Entourer Georges-Louis Bouchez ? Cela n’a pas fonctionné par le passé
L’idée d’entourer le président libéral n’est pas neuve. Il y a quatre ans presque jour pour jour, en octobre 2020, avait été créé le G11, sorte de groupe de sages dont la mission était de tempérer les ardeurs du Montois. La décision est prise alors que Georges-Louis Bouchez veut remplacer la ministre wallonne Valérie De Bue par le ministre fédéral sortant Denis Ducarme. Un jeu de chaise musicale impossible : il n’y aurait plus un tiers de femmes au sein de l’exécutif, ce qui est contraire à la loi.
« Une erreur de jeunesse », défend Marie-Christine Marghem, qui rappelle que ce fameux G11 est une idée de l’ex-MR Jean-Luc Crucke, désormais passé du côté des Engagés. Problème : ce groupe censé conseiller et modérer Georges-Louis Bouchez s’est retrouvé aux oubliettes aussi vite qu’il n’est sorti de terre. Le G11, aussi surnommé les « belles-mères », n’a jamais réussi à contrôler le turbulent Georges-Louis. En trois ans, il ne s’est réuni qu’une seule fois. Un ‘sage’ de ce groupe tire à balles réelles : « une telle mesure ne peut pas avoir d’effet, vu que c’est le président de parti lui-même qui devait convoquer le G11 ».
Élections internes, oui ou non ?
L’option d’une présidence collégiale ne fait pas consensus. La voie royale aux élections internes, l’autre piste envisagée ? Pour la vice-présidente du MR Marie-Christine Marghem, « une élection interne serait malvenue ». L’ancienne ministre de l’Energie préconise plutôt des formules « plus sages », tout en restant vague sur ce point.
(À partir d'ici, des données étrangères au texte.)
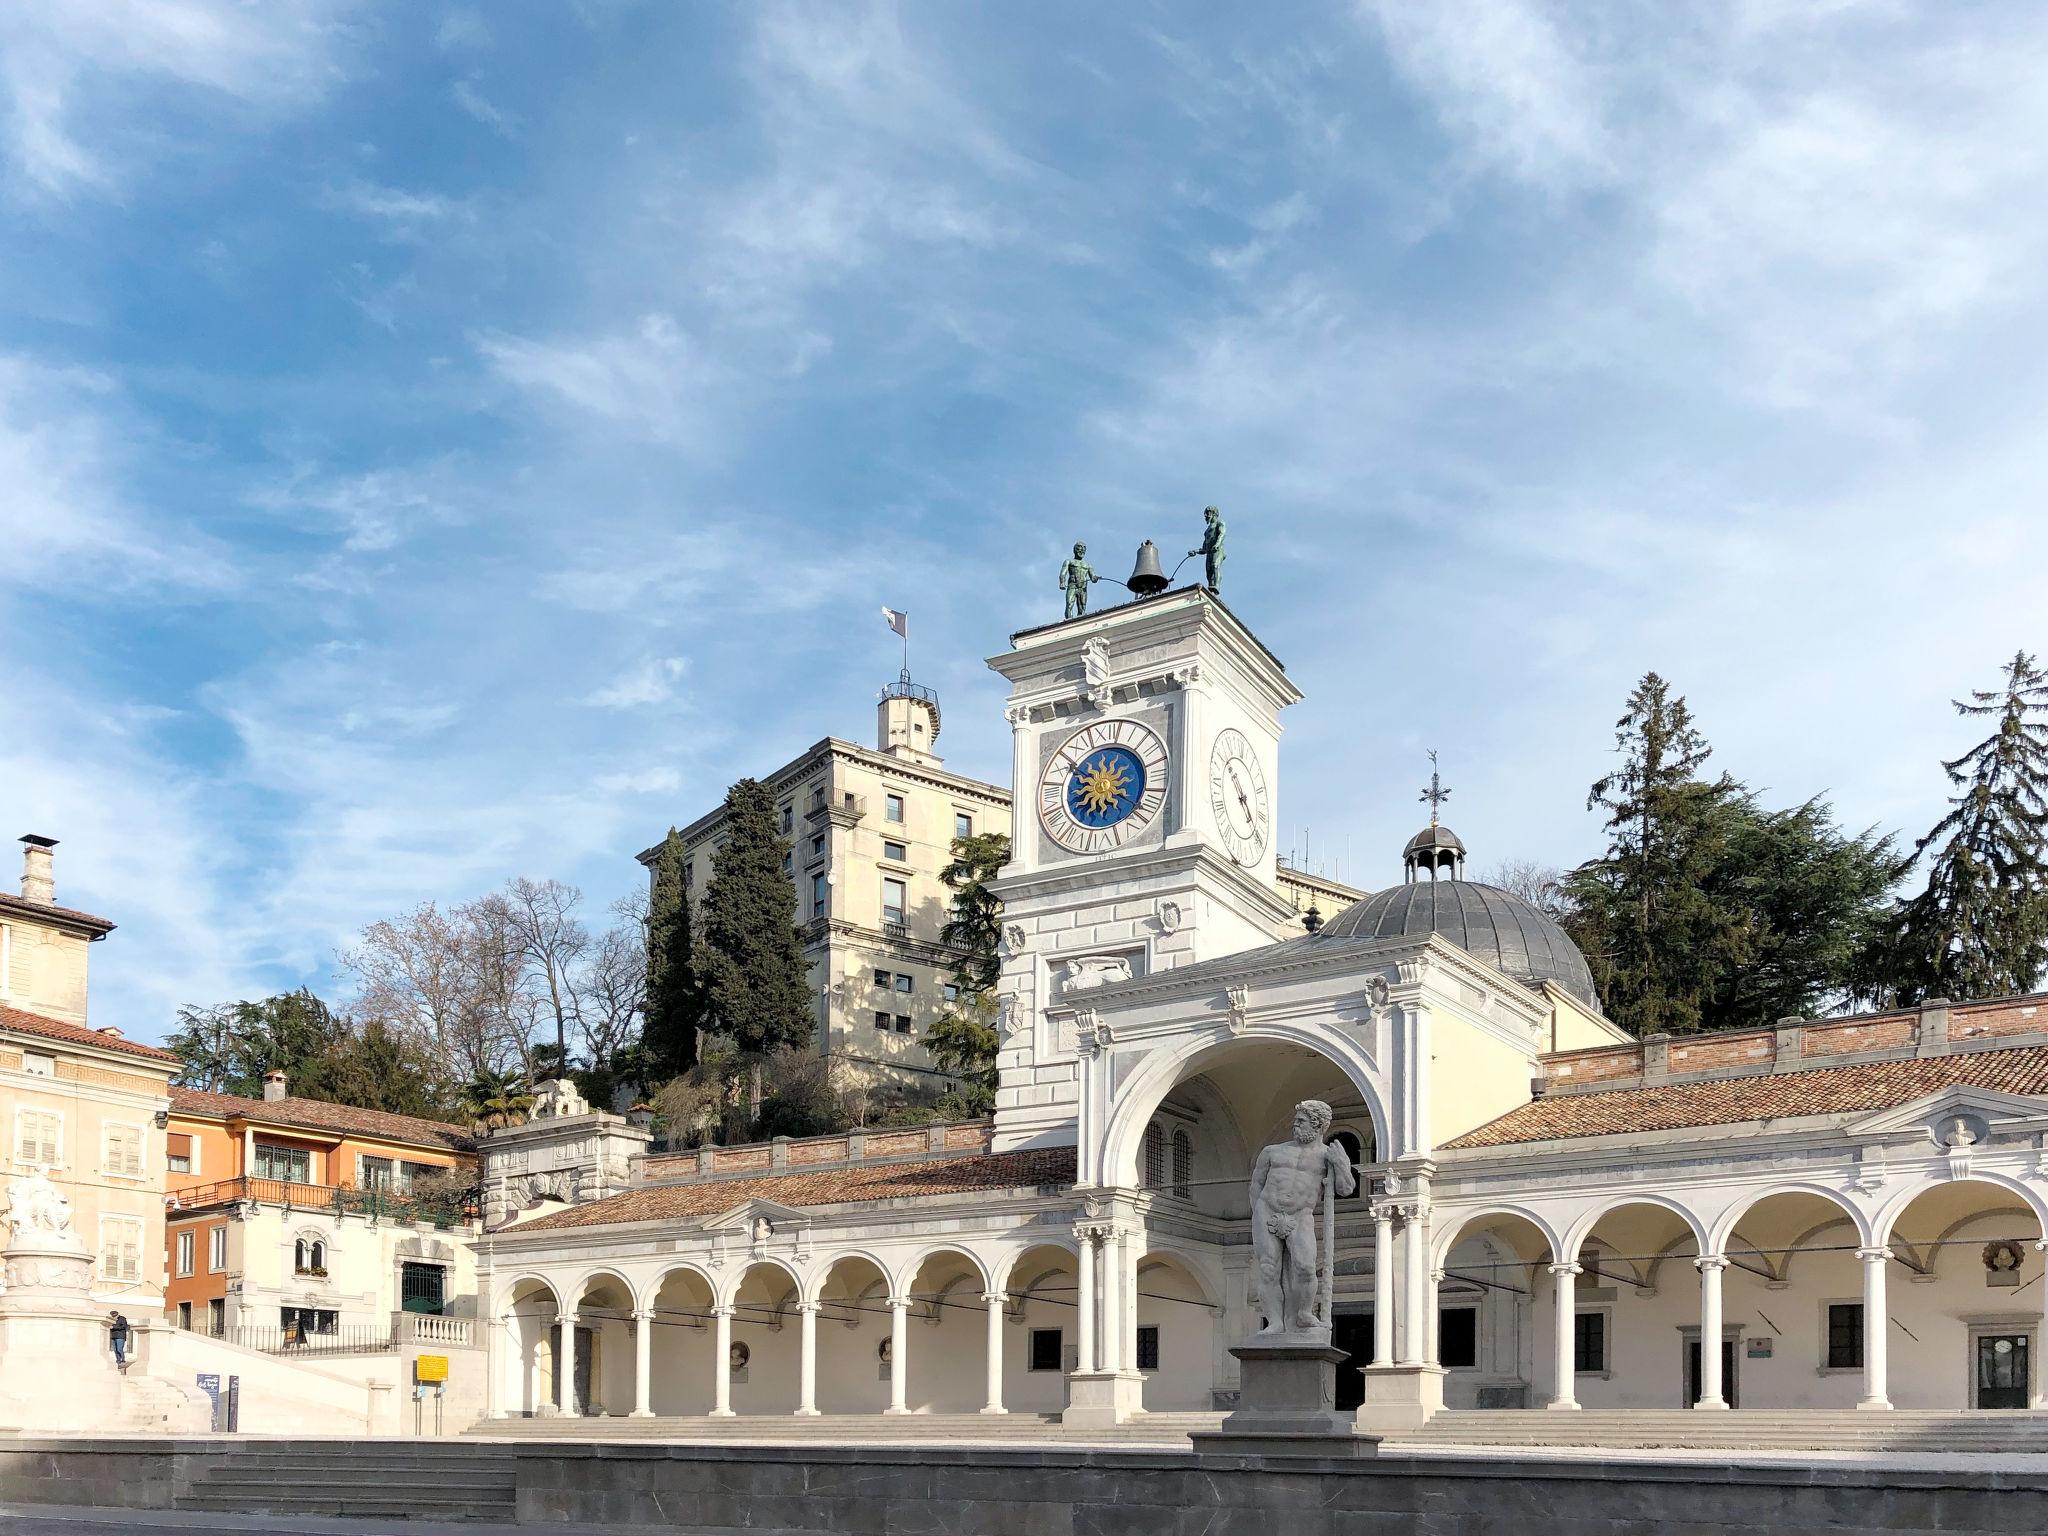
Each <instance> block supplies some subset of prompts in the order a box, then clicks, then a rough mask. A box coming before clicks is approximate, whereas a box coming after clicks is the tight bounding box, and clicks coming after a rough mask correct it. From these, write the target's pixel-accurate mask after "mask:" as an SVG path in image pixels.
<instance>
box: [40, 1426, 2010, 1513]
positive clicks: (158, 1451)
mask: <svg viewBox="0 0 2048 1536" xmlns="http://www.w3.org/2000/svg"><path fill="white" fill-rule="evenodd" d="M268 1444H270V1446H272V1448H276V1446H279V1444H281V1442H268ZM350 1444H354V1446H358V1448H362V1450H375V1452H377V1454H381V1456H389V1454H391V1452H393V1450H395V1448H399V1446H403V1444H406V1442H391V1440H385V1442H350ZM350 1444H344V1442H303V1446H305V1452H307V1456H309V1458H317V1460H319V1464H322V1466H326V1470H328V1473H330V1475H332V1470H334V1466H336V1464H342V1462H346V1458H348V1454H350ZM412 1446H414V1448H416V1450H418V1454H420V1456H422V1460H428V1458H436V1460H459V1458H461V1456H463V1454H465V1452H469V1454H475V1456H492V1458H498V1456H510V1458H514V1462H516V1487H518V1516H520V1522H522V1524H524V1522H532V1524H545V1522H563V1524H571V1526H578V1528H602V1526H612V1524H643V1526H664V1528H666V1530H672V1532H678V1536H688V1534H690V1532H698V1534H709V1532H735V1530H750V1532H758V1534H768V1532H786V1534H795V1532H803V1536H813V1534H815V1536H827V1534H829V1536H866V1534H872V1536H881V1534H883V1532H934V1534H936V1532H961V1534H963V1536H965V1534H969V1532H971V1534H973V1536H1270V1534H1272V1532H1286V1536H1397V1534H1399V1536H1667V1534H1669V1532H1686V1536H1800V1534H1802V1532H1815V1534H1817V1536H1819V1532H1827V1536H1855V1534H1858V1532H1958V1534H1968V1532H1987V1534H1989V1532H2040V1530H2048V1475H2040V1473H1997V1470H1942V1473H1915V1470H1892V1468H1882V1466H1849V1464H1839V1462H1837V1464H1817V1466H1788V1464H1759V1462H1753V1464H1743V1462H1741V1460H1739V1458H1731V1460H1729V1462H1724V1464H1686V1462H1638V1460H1597V1458H1571V1460H1563V1458H1561V1460H1487V1458H1468V1460H1438V1458H1409V1456H1382V1458H1378V1460H1364V1462H1356V1460H1346V1462H1337V1460H1329V1462H1325V1460H1307V1458H1303V1460H1296V1458H1286V1460H1262V1458H1214V1456H1212V1458H1194V1456H1186V1454H1167V1452H1112V1450H1102V1452H1071V1450H995V1448H989V1450H967V1448H950V1450H948V1448H928V1446H915V1448H858V1450H854V1448H850V1450H831V1448H815V1450H813V1448H793V1446H776V1448H762V1446H641V1444H633V1446H547V1444H477V1442H449V1440H440V1442H432V1444H422V1442H412ZM225 1456H233V1442H219V1440H160V1442H100V1440H14V1442H6V1440H0V1501H25V1503H80V1501H86V1499H90V1501H94V1503H102V1505H119V1507H139V1509H168V1507H176V1501H178V1495H180V1493H182V1491H184V1489H186V1487H188V1485H190V1479H193V1475H195V1473H197V1470H203V1468H205V1466H207V1464H211V1462H219V1460H221V1458H225Z"/></svg>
Un député MR au fédéral la rejoint : « organiser des élections internes n’est pas profitable. À quelques mois des élections législatives, il faut rassembler ». Louis Michel, père de Charles et Mathieu, ancien président du Mouvement Réformateur aujourd’hui retraité, ne porte pas non plus l’idée d’élections internes dans son cœur. « Il faut se mettre en ordre de marche pour la campagne, et cesser de pointer des problèmes qui n’en sont pas, alors que les sondages sont bons pour nous ».
Pour l’instant, le suspense est maintenu quant à l’avenir de Georges-Louis Bouchez à la présidence du MR. Questionné, le Montois espère « qu’on va atterrir sur une solution prochainement », avant de botter en touche : « ce qui se passe doit rester en interne et n’intéresse en rien les citoyens ». Prochainement, ce pourrait être ce lundi. Deux réunions doivent normalement se tenir pour enfin trouver une solution, confirment plusieurs sources. D’abord un nouveau bureau de parti, en petit comité, et ensuite un conseil de parti, en comité élargi.